The former vice president has made an unusually direct pitch to black voters, saying he’s the Democratic candidate they know best after the eight years he spent by the side of President Barack Obama.
“People know me," Biden told a small group of prominent black reporters. "After all this time, I think they have a sense of what my character is, who I am, warts and all.”
Biden said he was uniquely qualified to win black support because he feels “comfortable” with the community. That is a fairly explicit reference to the ease with which he played the role of Obama’s political wing man.
“I have never, ever, ever, in my entire life, had a circumstance where I have felt uncomfortable in the black community,” Biden said. He suggested claiming the same is not true among many liberal whites.
Biden, 76, is increasingly relying on dominant support among black voters to keep his overall lead as Sen.
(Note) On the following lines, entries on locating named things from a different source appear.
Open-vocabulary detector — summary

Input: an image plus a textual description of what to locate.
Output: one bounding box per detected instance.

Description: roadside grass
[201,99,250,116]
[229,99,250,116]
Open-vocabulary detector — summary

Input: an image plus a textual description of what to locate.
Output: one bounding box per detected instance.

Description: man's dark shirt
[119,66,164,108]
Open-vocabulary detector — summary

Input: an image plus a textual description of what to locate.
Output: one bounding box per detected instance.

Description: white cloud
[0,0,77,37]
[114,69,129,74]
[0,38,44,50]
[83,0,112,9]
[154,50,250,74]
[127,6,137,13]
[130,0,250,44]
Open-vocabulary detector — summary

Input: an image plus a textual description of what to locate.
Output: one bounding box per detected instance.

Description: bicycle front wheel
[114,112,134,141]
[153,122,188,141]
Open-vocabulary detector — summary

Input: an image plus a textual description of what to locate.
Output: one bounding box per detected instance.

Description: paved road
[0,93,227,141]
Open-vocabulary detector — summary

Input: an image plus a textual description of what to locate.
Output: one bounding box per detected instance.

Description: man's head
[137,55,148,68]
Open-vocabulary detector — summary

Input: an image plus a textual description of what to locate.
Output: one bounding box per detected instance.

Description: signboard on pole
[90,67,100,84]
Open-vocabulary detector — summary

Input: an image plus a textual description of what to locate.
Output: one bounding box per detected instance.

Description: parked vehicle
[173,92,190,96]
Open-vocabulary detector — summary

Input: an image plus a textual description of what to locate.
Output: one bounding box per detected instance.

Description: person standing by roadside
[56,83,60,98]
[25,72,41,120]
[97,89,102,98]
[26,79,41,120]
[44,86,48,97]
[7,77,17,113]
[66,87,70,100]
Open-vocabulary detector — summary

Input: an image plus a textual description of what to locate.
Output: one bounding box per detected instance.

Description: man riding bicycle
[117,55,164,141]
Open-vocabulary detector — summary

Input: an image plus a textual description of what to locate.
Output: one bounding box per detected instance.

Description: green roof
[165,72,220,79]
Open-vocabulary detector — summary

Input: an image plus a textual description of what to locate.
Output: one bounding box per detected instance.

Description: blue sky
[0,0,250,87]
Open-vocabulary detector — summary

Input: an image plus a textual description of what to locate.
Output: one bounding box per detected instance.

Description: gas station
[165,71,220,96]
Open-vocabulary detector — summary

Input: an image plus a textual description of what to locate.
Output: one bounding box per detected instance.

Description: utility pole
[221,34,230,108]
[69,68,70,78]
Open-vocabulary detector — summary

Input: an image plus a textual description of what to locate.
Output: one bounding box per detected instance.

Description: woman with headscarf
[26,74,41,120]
Elizabeth Warren (D-Mass.) and other rivals rise in recent polls.
It wasn’t exactly clear what Biden meant by “warts and all,” but it could refer to his controversial moderate past positions like his support of the 1994 crime bill, which has been slammed as a blueprint for mass incarceration of black suspects. Or he may have been seeking to defuse recurring questions about his propensity for gaffes on the campaign trail.
Biden said he “doesn’t know” why he has so far maintained a strong lead among black voters over Sen. Kamala Harris (D-Calif.) and Sen. Cory Booker (D-N.J.) both of whom are black.
But he is clearly betting that black voters will reward him for being Obama’s loyal soldier, a role that not every older white politician would have played.
He also suggested that black voters prefer his brand of moderate liberalism to Harris’s progressive credentials or Booker’s pitch as a young reformer.
Biden criticized Harris for successfully sucker-punching him at the first Democratic debate when she grilled him over his past opposition to busing to achieve racial desegregation of schools and his ability to work with segregationist Democrats in the 1970s.
Despite his strong lead in polls, Biden faces an uncomfortably similar scenario to that of Hillary Clinton in 2008. After losing the Iowa caucus to upstart Barack Obama, she saw her once-potent lead with black voters evaporate. Obama crushed her in South Carolina, where the majority of Democratic voters are African Americans, and went on to win huge majorities of black voters elsewhere.
Biden is struggling in polls in both Iowa and New Hampshire. If he loses both those contests and either Harris or Booker performs well, they might succeed in repeating Obama’s road map.